Ethan Kurzweil of Bessemer Venture Partners joins Nick to cover Developer Platform Investing, Part 1. We will address questions including:
- What it means for a startup to have a developer platform focus
- Why Ethan has chosen to focus in this area
- The history of the developer platforms, over the past couple decades
- The different types of developer platforms
- Examples of companies that have: built platforms for developers
- An example or two of companies that have “developerized the enterprise,” giving non-coders powerful dev tools
- How Developer-focused businesses can be marketed like consumer startups, but make money like enterprise companies
- Ethan on Twitter
- Bessemer Venture Partners, Developer Platforms
- Evolution of Developer Platforms
- Part 2 of the interview
Nick: Today #Ethan Kurzweil joins us from Menlo Park, California. #Ethan is a Partner at #Bessemer Venture Partners, where he focuses on investments in consumer technologies and developer platforms. And #Ethan has invested in companies including #Twitch, #Periscope, #Dropcam, #Twilio, #Sendgrid, #Intercom and many more. #Ethan, thank you for joining us!
Ethan: Thanks for having me, #Nick! Good to be with you! I’m actually joining you from San Fransisco.
Nick: Oh okay, you’re in San Fransisco.
Ethan: Yes, up in San Fransisco today.
Nick: Got it. Okay. Well, today we’re talking about developer platforms and dev focused companies. But to start off, can you kind of walk us through your story and how you became involved in venture?
Ethan: Yeah, absolutely. I actually pitched #Bessemer on a company, back in early 2008, a company idea I should say. I was rolling off, I was involved with #Linden Lab, which was the company behind #Second Life back when they had their hay day in, you know, 2007 – 2008. And I had an idea for a concept that involved some of the virtual world stuff I was working on at #Linden. Pitched an investor at #Bessemer, #David Cowan, and he talked me out of that idea pretty quickly and talked me into becoming a venture capital associate. And I joined #Bessemer 8 years ago. The rest is sort of history.
Nick: And, you know, I’ve read the bio and #Justin Label, who was courteous enough to introduce us, kind of gave me a, a good profile on what you do. But would you be willing to kind of talk through your focus areas and, and what you’re focused on at #Bessemer?
Ethan: Sure, absolutely. I sort of have two split personalities as it relates to my world at #Bessemer. One, as you said, is consumer technology, specifically video, looked at a lot of video concepts and we continue to look at this tremendous amount of consumer viewing attention moving from television to online video and what does that mean and what are the next platforms that are going to be created there. And so that, you know, has led me to do investments like #Twitch and #Periscope that you mentioned and some others. That’s one half of my world.
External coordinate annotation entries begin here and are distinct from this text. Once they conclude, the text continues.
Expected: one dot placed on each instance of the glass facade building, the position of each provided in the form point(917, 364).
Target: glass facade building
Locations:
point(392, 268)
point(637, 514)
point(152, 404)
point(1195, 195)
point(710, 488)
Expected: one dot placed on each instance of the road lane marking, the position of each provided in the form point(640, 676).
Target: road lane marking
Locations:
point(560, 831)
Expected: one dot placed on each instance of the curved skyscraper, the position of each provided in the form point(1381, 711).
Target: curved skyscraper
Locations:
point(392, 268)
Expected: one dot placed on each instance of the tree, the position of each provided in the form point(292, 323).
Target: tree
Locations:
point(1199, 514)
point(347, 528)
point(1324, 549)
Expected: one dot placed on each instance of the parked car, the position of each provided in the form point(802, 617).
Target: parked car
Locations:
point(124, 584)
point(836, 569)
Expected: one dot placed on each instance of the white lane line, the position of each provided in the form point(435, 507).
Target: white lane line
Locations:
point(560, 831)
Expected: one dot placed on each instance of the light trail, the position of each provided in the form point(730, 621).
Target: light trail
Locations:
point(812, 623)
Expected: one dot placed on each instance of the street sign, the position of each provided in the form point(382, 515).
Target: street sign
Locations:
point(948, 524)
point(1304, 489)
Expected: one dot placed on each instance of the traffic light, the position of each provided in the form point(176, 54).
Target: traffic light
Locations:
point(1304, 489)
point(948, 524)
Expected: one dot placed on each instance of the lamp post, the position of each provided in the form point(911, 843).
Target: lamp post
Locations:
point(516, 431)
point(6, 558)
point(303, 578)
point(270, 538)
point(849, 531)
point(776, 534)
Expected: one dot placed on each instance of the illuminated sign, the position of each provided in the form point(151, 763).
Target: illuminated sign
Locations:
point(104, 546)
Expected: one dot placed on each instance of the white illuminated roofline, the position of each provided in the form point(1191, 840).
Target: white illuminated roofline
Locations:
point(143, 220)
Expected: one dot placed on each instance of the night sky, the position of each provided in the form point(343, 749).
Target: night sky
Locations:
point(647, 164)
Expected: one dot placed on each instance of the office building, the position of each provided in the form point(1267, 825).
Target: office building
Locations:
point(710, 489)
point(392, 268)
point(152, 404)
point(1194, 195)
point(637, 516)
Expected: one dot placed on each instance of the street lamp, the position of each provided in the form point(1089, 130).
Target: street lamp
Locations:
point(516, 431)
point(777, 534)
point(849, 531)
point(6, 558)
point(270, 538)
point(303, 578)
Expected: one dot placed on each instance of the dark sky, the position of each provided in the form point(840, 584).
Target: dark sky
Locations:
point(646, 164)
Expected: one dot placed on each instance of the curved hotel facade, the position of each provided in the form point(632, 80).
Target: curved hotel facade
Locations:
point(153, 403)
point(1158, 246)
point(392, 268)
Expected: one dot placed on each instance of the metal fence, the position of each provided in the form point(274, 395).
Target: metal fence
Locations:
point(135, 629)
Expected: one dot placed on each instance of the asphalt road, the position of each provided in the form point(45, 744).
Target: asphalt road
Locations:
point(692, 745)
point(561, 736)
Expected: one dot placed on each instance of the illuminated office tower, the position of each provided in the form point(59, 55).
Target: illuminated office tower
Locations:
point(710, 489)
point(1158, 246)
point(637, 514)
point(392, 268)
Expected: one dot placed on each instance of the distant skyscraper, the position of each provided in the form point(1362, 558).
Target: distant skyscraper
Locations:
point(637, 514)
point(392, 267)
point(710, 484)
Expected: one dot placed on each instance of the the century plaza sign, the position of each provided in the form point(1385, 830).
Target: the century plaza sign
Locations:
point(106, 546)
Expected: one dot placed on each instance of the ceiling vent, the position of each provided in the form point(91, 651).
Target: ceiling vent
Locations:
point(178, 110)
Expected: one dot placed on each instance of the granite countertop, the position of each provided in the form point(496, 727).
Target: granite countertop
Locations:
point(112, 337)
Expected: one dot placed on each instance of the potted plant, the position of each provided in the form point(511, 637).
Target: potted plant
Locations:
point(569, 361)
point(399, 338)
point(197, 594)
And then I think specific to what we’re going to be talking about for the rest of the hour is developer platforms and companies that take advantage of the developer as the buying agent or developer like activities in the enterprise that allows companies to sell pretty efficiently to technical people or business users that are, that obviate the need for technical people and be able to provide specialized skill sets like communications, security, email delivery, things like that.
Nick: Yeah, and on that point, can you talk a little more about what it means for a startup to have a developer platform focus?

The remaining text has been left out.